Os analistas da Empiricus dizem ainda no relatório que a divulgação dos próximos resultados operacionais do TC “tornará clara a necessidade futura de capital da companhia e suas dificuldades de crescimento sem uma queima brutal de caixa”.
Em resposta, Pedro Albuquerque, presidente do TC, afirma que o relatório da Empiricus está repleto de inconsistências. O executivo cita como exemplo o fato de o relatório apontar que o TC precisará de uma injeção de capital nos próximos meses.
“Acabamos de fazer o IPO [oferta inicial de ações]. A companhia tem muito dinheiro em caixa, e não há queima brutal de recursos. Pelo contrário”, diz Albuquerque. “De forma alguma a gente necessitaria de aumento de capital no ano que vem. Essa premissa está desconectada da realidade.”
O presidente do TC também se queixa do fato de os analistas da Empiricus terem feito o trabalho sobre os números do negócio sem fazerem nenhuma consulta à própria empresa. “Temos que respeitar as opiniões contrárias, mas as premissas do relatório são bem diferentes da realidade da empresa”, diz Albuquerque.
Procurada, a Empiricus afirmou por meio de sua assessoria que o TC é uma empresa pública com ações na Bolsa, obrigada a divulgar suas informações ao mercado, sem a necessidade, portanto, da consulta.
Albuquerque diz ainda que o relatório foi feito por uma casa de análise independente que cobra por esse serviço e que, no fim do dia, termina por disputar o mesmo público-alvo que o TC.

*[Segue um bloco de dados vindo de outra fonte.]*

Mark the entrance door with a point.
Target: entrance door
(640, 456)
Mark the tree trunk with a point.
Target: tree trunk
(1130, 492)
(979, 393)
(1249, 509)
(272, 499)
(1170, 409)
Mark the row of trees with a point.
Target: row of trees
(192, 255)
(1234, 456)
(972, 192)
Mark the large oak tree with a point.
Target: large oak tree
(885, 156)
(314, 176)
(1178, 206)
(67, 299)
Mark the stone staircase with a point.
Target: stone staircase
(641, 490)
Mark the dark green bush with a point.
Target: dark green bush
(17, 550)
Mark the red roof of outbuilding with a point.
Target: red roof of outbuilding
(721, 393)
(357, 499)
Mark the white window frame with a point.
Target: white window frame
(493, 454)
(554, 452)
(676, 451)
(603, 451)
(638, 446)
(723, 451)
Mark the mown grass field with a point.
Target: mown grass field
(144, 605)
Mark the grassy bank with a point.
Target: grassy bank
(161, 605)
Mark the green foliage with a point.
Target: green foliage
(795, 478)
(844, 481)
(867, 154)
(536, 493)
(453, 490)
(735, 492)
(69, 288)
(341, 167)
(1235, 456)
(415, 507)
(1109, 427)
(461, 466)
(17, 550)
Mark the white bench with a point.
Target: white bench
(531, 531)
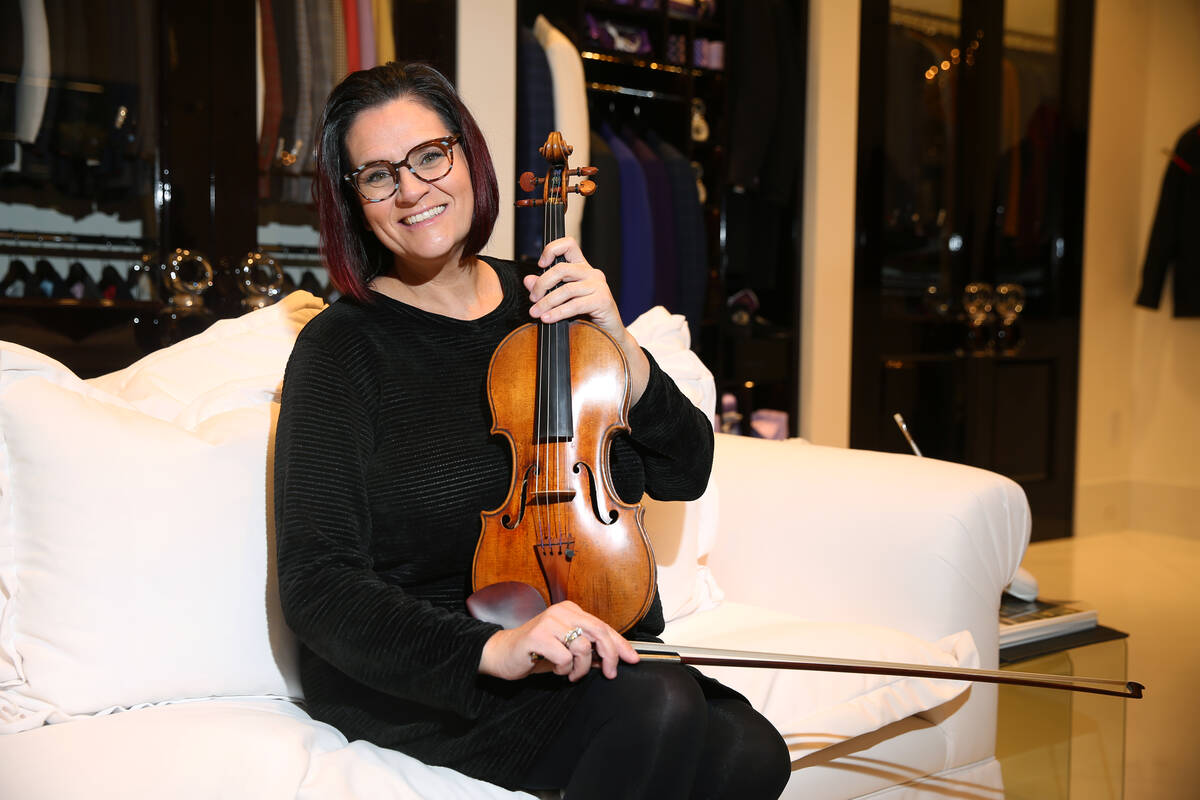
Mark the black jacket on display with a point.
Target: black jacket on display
(1175, 238)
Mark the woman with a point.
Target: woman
(384, 462)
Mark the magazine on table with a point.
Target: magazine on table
(1021, 620)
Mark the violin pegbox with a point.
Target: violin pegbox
(555, 184)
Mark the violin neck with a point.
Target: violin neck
(553, 420)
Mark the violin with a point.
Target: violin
(559, 394)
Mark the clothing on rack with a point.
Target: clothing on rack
(570, 104)
(305, 48)
(691, 246)
(601, 235)
(535, 120)
(636, 230)
(1175, 235)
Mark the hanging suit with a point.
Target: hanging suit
(1175, 236)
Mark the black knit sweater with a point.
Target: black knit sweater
(383, 463)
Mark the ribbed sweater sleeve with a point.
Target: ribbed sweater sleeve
(673, 439)
(333, 597)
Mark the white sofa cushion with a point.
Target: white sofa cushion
(817, 709)
(135, 558)
(682, 534)
(267, 750)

Questionado se entende que essa disputa por mercado influenciou no conteúdo do relatório, o presidente do TC afirma que cabe a cada um tirar suas próprias conclusões. “As pessoas são inteligentes para entender quando um relatório não fez a cobertura completa de uma empresa, sabe-se lá qual é o motivo.”
Em post na tarde desta terça no Twitter, Tiago Reis, presidente da casa de análise Suno, instou Albuquerque que abrisse informações sobre notas de corretagem no período de 2016 a 2019, período em que o fundo sob sua gestão teve forte valorização.

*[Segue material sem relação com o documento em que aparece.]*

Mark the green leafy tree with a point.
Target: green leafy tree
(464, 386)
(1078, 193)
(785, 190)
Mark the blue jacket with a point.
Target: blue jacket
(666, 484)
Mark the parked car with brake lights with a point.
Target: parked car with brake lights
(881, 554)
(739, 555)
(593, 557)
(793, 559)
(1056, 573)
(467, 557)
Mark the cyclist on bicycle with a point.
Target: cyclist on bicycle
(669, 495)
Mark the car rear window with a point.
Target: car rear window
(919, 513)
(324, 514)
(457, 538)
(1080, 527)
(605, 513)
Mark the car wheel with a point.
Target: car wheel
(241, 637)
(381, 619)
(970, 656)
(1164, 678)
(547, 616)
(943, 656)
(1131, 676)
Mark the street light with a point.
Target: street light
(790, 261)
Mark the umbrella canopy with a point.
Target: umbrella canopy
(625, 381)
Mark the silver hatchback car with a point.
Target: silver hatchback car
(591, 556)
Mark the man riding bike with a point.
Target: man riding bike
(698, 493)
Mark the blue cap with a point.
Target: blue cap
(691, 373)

No relatório, a Empiricus questiona o desempenho destacado do fundo Cosmos, que esteve sob responsabilidade do presidente do TC antes de ele assumir as funções na empresa, e que chegou a superar 8.000% de rentabilidade na última década, pelos dados apresentados pela casa de análise.

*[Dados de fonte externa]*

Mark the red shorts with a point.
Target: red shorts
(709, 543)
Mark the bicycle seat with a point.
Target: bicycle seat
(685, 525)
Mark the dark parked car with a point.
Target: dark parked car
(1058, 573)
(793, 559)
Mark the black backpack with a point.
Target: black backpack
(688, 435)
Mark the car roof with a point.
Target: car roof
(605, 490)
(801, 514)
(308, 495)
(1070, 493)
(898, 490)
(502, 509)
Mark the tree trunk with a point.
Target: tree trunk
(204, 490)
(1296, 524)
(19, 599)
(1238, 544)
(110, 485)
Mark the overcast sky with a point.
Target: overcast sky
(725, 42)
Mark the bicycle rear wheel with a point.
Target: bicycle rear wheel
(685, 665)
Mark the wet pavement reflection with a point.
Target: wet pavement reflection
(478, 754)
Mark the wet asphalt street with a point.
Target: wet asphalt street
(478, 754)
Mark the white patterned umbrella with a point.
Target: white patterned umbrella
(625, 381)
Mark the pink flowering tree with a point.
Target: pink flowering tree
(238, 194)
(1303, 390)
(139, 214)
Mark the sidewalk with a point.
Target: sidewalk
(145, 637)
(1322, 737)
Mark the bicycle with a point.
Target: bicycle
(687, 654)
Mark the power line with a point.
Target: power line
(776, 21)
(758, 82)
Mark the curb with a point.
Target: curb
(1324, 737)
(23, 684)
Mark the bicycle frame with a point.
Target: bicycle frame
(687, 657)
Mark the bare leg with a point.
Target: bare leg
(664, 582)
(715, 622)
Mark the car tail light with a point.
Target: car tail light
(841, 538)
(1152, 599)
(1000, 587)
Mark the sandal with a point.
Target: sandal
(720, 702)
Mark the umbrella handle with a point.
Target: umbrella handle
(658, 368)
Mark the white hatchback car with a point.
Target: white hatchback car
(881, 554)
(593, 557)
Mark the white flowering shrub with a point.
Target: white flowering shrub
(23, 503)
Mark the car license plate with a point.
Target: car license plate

“Eu no lugar do @albuquerque_af [Pedro Albuquerque] não me preocuparia com essas acusações da Empiricus. Basta abrir todas as notas de corretagem nos períodos citados para trazer transparência das operações realizadas. Com essas informações abertas não existe motivo para preocupação”, diz o post do presidente da Suno.
Em resposta ao post, Albuquerque propôs um “desafio” a Reis, dizendo que divulgaria as notas, em troca de uma liberação de conteúdo para a base de assinantes da casa de análise.
“As suas ações estão caindo 10% neste momento, e aceleram as quedas após este seu comentário. Me parece estar desconectado da realidade”, disse Reis, na tréplica.
“Quando você é uma empresa pública, você sofre o escrutínio do mercado. E a partir do momento que rumores são gerados em torno do negócio, é preciso que a empresa se posicione para estancar a sangria”, diz Reis, que recomendou aos investidores que não participassem da oferta pública de ações da empresa em julho. “Por enquanto a decisão tem sido acertada, as ações caíram bastante desde então.”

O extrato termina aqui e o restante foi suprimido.